How ’bout them NDSU Bison?
I have to admit, I was once a little jealous of North Dakota State University’s football following. The fan base is massive, passionate and has the product to justify the statewide hype.
The Bison are playing for their third consecutive NCAA Division I Football Championship Subdivision title this afternoon, and by some estimates more than 40 people from the Rugby area will be in attendance in Frisco, Texas.
That’s an impressive number for a city with a population of about 3,000. They’ll be joining possibly tens of thousands from across the state and beyond, who make the Bison fanbase one of the more outstanding in college sports.
The only time my alma mater – James Madison University in Harrisonburg, Va. – won the FCS title was in 2004. The Dukes beat the Montana Grizzlies 31-21. I was still in high school and didn’t fully understand the “lesser” of the two Division I football subdivisions.
It didn’t take long for the whole “playoffs-over-bowl games” format to reign supreme for me.
The championship game was in Chattanooga, Tenn., back then and one article from that year said about 4,000 JMU fans stormed the field. That means there were probably a few more that made the 468-mile trip from northwestern Virginia to southeastern Tennessee.
That’s a nice number for a school about two hours or less away from Atlantic Coast Conference schools University of Virginia and Virginia Tech.
By one estimate on the Fargo Forum’s Bison Fan Blog, between 15,000 and 18,000 Bison fans are expected to dwarf their counterparts from challenger Towson University, a public institution in the Baltimore suburbs. The trip from Fargo to Frisco (most people are flying) is 1,065 miles.
I neither trust fans nor their blogs (see definition of fanatic), but it would not surprise me if Frisco saw close to that estimate. It was well documented in the Forum that the previous two championship games saw thousands of NDSU faithful overwhelm the Texas city.
These Bison are special and so are their fans.

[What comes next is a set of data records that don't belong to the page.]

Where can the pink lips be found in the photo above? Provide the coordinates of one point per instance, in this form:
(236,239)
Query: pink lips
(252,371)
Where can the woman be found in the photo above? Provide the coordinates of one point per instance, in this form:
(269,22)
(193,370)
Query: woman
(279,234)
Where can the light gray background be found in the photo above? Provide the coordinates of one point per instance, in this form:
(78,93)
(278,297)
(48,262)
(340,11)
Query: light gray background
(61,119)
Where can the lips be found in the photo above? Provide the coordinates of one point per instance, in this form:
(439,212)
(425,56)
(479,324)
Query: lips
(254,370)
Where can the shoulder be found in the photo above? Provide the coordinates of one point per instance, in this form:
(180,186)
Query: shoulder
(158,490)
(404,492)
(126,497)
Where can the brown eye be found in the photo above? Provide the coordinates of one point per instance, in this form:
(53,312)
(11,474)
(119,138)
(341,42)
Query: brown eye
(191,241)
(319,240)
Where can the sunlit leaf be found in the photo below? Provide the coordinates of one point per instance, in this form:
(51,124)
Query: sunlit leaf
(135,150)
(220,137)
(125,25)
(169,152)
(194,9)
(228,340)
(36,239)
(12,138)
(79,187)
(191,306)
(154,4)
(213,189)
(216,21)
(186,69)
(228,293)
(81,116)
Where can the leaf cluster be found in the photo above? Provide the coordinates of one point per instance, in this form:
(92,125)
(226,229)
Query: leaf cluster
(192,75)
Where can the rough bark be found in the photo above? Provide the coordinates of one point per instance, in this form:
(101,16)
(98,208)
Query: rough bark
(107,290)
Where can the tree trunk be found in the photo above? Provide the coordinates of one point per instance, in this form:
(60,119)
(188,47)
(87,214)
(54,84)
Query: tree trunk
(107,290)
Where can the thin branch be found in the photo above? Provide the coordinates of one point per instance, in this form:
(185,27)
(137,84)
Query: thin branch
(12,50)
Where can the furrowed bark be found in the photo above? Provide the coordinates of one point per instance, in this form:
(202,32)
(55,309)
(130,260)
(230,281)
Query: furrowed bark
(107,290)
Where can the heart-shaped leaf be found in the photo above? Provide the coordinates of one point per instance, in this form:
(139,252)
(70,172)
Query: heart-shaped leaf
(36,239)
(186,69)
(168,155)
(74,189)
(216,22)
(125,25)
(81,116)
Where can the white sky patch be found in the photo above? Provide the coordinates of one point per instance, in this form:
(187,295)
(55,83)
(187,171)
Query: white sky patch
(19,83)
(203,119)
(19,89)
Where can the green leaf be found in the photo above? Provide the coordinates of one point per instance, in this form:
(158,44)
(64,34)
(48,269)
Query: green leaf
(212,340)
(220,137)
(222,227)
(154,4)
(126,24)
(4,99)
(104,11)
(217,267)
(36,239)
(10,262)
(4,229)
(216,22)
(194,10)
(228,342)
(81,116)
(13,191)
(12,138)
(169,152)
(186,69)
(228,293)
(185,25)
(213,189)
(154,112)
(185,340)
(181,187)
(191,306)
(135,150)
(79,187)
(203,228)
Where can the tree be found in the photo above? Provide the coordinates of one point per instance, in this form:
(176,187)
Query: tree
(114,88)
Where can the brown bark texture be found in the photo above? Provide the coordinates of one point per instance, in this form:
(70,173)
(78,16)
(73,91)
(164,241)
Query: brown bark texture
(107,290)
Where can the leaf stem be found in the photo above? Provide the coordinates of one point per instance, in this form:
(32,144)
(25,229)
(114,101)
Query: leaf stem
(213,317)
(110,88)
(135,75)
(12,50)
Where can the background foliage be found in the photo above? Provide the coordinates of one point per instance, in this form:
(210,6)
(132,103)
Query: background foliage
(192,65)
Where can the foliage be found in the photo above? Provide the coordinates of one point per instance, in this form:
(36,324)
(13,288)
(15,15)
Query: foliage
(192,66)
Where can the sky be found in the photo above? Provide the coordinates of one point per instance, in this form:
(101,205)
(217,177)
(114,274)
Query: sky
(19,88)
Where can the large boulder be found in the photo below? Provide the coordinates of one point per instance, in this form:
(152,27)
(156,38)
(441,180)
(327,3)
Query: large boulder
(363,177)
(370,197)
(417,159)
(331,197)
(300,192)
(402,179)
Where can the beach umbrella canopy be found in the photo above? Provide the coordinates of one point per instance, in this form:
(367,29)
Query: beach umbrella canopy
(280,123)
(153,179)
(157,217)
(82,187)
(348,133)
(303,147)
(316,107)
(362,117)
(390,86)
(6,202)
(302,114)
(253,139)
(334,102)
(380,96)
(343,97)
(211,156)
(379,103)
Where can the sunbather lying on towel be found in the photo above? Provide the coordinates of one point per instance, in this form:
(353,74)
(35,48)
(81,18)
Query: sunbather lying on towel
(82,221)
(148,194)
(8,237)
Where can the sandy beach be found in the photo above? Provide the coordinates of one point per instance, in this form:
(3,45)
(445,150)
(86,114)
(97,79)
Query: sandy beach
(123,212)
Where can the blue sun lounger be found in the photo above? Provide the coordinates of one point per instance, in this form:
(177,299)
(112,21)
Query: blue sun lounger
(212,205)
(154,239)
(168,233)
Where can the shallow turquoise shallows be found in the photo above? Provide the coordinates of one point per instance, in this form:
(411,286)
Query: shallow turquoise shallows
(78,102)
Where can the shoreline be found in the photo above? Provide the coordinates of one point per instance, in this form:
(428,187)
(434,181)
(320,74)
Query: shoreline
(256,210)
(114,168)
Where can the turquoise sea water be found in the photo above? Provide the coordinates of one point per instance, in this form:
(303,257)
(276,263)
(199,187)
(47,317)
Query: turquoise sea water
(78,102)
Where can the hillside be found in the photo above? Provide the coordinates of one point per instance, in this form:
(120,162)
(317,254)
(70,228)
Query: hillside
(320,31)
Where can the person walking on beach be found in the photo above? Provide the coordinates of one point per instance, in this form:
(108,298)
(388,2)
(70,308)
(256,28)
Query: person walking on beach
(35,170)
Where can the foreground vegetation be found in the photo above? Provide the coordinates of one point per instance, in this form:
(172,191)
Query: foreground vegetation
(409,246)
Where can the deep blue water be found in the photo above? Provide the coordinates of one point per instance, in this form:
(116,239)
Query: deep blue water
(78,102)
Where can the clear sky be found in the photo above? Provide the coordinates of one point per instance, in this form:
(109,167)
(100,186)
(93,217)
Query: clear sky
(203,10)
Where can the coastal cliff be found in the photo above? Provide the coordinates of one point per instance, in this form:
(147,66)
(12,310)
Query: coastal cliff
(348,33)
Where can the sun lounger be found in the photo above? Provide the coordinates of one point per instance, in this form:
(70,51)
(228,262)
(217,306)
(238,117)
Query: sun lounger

I first experienced NDSU football about a month after moving from Virginia to Minot in late 2011. Sure enough, the JMU Dukes played the Bison in the Fargodome in the second round of the playoffs. I accepted a job at the Minot Daily News in mid-October. I kept looking at the standings and kind of hoped that JMU would lose just enough games to make the playoffs, but have a chance to play in my new home state.
It was one heck of an experience from the tailgating to the deafening roar in the Fargodome. It also was an entertaining game that came down to the fourth quarter. The Bison won 26-14 – not bad considering the average margin of victory in NDSU’s previous 11 playoff games was 21.7 points.
I met up with some JMU fans who loved the Fargo game-day experience and raved about how nice Dakotans are. Tailgaters invited those in purple to converse and listen to stories about what was becoming the premiere FCS program.
Both teams boast strong numbers of fans, but in North Dakota football the Bison are it (UND is a hockey-first school). In Virginia there are seven FCS schools and three FBS programs, if you include transitioning Old Dominion University. It’s something else to see an entire state, regardless of population, rally around one team. I’ve caught the Bison fever and hope they win it again today.
JMU plays Towson each year and I don’t remember much about the Tigers during the three seasons I covered the Dukes from 2006 to 2009. Towson won a total of 13 games through those seasons and won just three more games in the following two seasons. They have an NFL-caliber running back now and are in Frisco for a reason, but we’re still talking about the Bison and their No. 1 defense.
Another NDSU title is likely as are the calls from some fans to have the school move to the BCS level, which will have a four-team playoff beginning next season. I’ve heard the same sentiment often from JMU fans, but I hope neither school makes the jump. It would be a long climb back to the top and geography hampers both of my favorite FCS teams when it comes to recruiting.